Education Policy and Intergenerational Transfers in Equilibrium

February 16, 2013

By Brant Abbott, Giovanni Gallipoli, Costas Meghir and Giovanni Violante

http://d.repec.org/n?u=RePEc:cwl:cwldpp:1887&r=dge

This paper compares partial and general equilibrium effects of alternative financial aid policies intended to promote college participation. We build an overlapping generations life-cycle, heterogeneous-agent, incomplete-markets model with education, labor supply, and consumption/saving decisions. Altruistic parents make inter vivos transfers to their children. Labor supply during college, government grants and loans, as well as private loans, complement parental transfers as sources of funding for college education. We find that the current financial aid system in the U.S. improves welfare, and removing it would reduce GDP by two percentage points in the long-run. Any further relaxation of government-sponsored loan limits would have no salient effects. The short-run partial equilibrium effects of expanding tuition grants (especially their need-based component) are sizeable. However, long-run general equilibrium effects are 3-4 times smaller. Every additional dollar of government grants crowds out 20-30 cents of parental transfers.

This is a monster of a paper, both in length and in the details of the model. It also give a rather complete picture of the various ways a student could finance college and how various policies could impact this. And while this is a very complex model, one is tempted to ask for more: what if the cost of studying is endogenous to financing policies? What if tuition support were dramatically expanded? What about policies where students are taxed on future income? Or where student loans depend on expected future capacity to pay?

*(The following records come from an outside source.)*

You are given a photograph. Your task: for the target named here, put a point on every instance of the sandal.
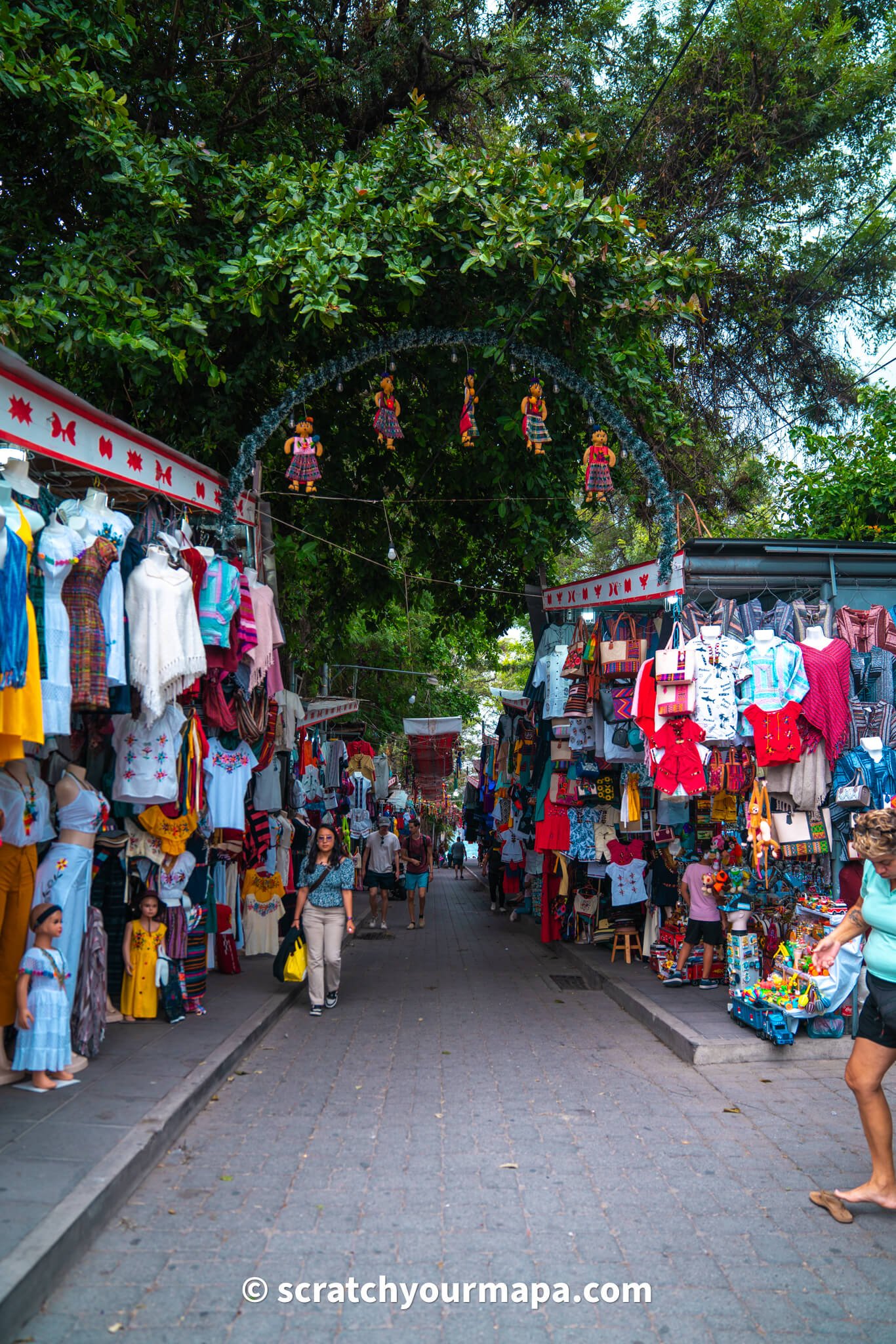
(833, 1203)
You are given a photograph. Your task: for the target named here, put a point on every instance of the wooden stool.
(625, 940)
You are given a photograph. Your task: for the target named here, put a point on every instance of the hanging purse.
(622, 656)
(573, 665)
(676, 698)
(853, 795)
(675, 663)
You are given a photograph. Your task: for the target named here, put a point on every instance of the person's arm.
(24, 1019)
(825, 952)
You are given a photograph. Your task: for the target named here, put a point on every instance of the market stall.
(722, 729)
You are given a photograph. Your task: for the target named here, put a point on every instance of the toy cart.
(769, 1023)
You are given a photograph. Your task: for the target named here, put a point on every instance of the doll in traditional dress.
(469, 429)
(598, 459)
(43, 1041)
(535, 411)
(305, 448)
(387, 413)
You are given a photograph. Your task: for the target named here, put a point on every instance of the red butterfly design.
(20, 410)
(60, 430)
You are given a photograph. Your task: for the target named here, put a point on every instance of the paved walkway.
(458, 1117)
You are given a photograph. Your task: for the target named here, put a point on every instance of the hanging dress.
(60, 550)
(88, 651)
(20, 706)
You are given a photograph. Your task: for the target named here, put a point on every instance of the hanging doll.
(305, 448)
(598, 459)
(43, 1041)
(387, 411)
(469, 429)
(535, 411)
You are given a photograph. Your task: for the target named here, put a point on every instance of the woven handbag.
(675, 663)
(622, 656)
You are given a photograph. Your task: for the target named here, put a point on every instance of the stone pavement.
(458, 1117)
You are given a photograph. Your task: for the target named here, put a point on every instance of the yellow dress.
(138, 994)
(22, 709)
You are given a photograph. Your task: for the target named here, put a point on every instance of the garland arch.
(600, 406)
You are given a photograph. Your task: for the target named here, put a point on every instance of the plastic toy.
(387, 413)
(597, 460)
(305, 448)
(535, 411)
(769, 1023)
(469, 429)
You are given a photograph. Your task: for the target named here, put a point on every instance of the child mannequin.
(43, 1043)
(144, 938)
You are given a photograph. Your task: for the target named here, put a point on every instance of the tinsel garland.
(600, 408)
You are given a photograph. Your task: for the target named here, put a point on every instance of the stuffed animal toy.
(469, 429)
(305, 448)
(535, 411)
(387, 413)
(597, 460)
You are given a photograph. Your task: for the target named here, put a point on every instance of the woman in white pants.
(325, 890)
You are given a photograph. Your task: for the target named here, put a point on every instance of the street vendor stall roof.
(43, 417)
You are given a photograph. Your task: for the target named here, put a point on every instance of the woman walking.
(325, 892)
(875, 1046)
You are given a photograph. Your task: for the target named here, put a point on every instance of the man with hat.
(379, 867)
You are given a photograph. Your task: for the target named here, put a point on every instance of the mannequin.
(65, 873)
(817, 637)
(15, 473)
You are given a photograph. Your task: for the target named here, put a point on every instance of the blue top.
(879, 910)
(335, 883)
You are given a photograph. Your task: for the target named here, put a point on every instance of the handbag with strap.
(622, 656)
(853, 795)
(675, 663)
(676, 698)
(573, 665)
(800, 833)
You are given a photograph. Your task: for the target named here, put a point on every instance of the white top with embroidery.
(628, 882)
(556, 688)
(228, 774)
(147, 757)
(719, 667)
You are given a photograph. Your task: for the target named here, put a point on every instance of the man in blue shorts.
(418, 859)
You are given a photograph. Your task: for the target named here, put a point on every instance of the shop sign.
(634, 583)
(39, 415)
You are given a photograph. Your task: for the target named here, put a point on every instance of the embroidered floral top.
(147, 757)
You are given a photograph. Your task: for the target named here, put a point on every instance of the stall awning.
(432, 744)
(320, 711)
(619, 588)
(42, 417)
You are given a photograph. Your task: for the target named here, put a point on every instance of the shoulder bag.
(622, 656)
(675, 663)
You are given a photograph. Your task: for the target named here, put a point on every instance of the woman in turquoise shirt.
(875, 1047)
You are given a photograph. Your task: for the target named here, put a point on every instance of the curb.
(55, 1245)
(679, 1037)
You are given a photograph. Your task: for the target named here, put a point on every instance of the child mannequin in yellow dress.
(144, 940)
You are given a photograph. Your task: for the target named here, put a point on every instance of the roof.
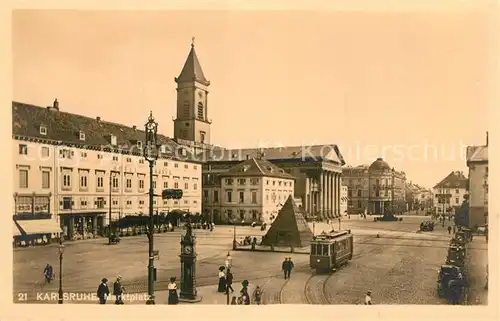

This is a quality of a good paper: it begs for more questions to be answered.


February Calls for Paper

February 13, 2013

Before the calls for papers, let me mention that the number of subscribers to the NEP-DGE mailing list now tops 1000. Encourage colleagues, co-authors, students and others to subscrbe as well. As you know, it is free. For the list of all fields that are available, see NEP.

Earliest deadlines first (do not forget the SED in Seoul is this Friday):

Quantitative Society for Pensions and Savings Summer Workshop, Logan (Utah), 23-25 May 2013

Southern Workshop in Macroeconomics, Wellington (NZ), 26-27 April 2013.

Minnesota Workshop in Macroeconomics Theory, Minneapolis, 30 July-2 August 2013

Summer School in Economic Growth, Coventry (UK), 8-12 July 2013


The Role of Consumer Leverage in Generating Financial Crises

February 11, 2013

By Dilyana Dimova

http://d.repec.org/n?u=RePEc:oxf:wpaper:631&r=dge

Consumer leverage can generate financial crises characterized by increased bankruptcy, tightened credit access and reduced demand for goods. This paper embeds financial frictions in the mortgage contracts of homeowners within a two-sector economy to show that even at moderate initial levels, household indebtedness can create a lasting financial downturn such as the subprime mortgage crisis. Using two seemingly positive disturbances that triggered the subprime mortgage crisis – an increased housing supply and a relaxation of borrowing conditions – the model demonstrated that the subprime downturn was not a precedent but the natural consequence of financial frictions. The oversupply of houses lowers asset prices and reduces the value of the real estate collateral used in the mortgage. This worsens the leverage of indebted consumers and raised their bankruptcy prospects generating a pro-cyclical risk premium. A relaxation of borrowing conditions turns credit-constrained households into a potential source of disturbances themselves when market optimism allows them to overleverage with little downpayment. In both cases, the resulting excessive consumer leverage impairs household credit access for a lengthy after-shock period and diverts resources from their consumption. Their reduced demand for goods may propagate the downturn to the rest of the economy depressing output in other sectors. Adding credit constraints in the financial sector that provides housing mortgages deepens the negative impact of the shocks and makes recovery even more protracted.

Much has been written about over-leveraging of banks. While over-leveraging of households has been a concern, I do not think its macroeconomic impact is well understood. This paper shows that it can not only generate much wider fluctuations, but that they can also last much longer than with more “reasonable” leverage ratios. A precondition for this to happen, though, is a lowering of lending standards. This brings us back to what happened in the banks and provides another good reason for regulating them.


Mismatch, Sorting and Wage Dynamics

February 6, 2013

By Jeremy Lise, Costas Meghir and Jean-Marc Robin

http://d.repec.org/n?u=RePEc:nbr:nberwo:18719&r=dge

We develop an empirical search-matching model which is suitable for analyzing the wage, employment and welfare impact of regulation in a labor market with heterogeneous workers and jobs. To achieve this we develop an equilibrium model of wage determination and employment which extends the current literature on equilibrium wage determination with matching and provides a bridge between some of the most prominent macro models and microeconometric research. The model incorporates productivity shocks, long-term contracts, on-the-job search and counter-offers. Importantly, the model allows for the possibility of assortative matching between workers and jobs due to complementarities between worker and job characteristics. We use the model to estimate the potential gain from optimal regulation and we consider the potential gains and redistributive impacts from optimal unemployment insurance policy. Here optimal policy is defined as that which maximizes total output and home production, accounting for the various constraints that arise from search frictions. The model is estimated on the NLSY using the method of moments.

I have highlighted several search-and-matching papers lately because I think this filed is making significant progress towards understand the processes in the labor market. This paper is certainly part of this current that bridge micro and macro aspects of employment. It shows how one can include relevant complexity in the markets while still be able to solve for an equilibrium and relate it to data in a sensible way and obtain plausible results.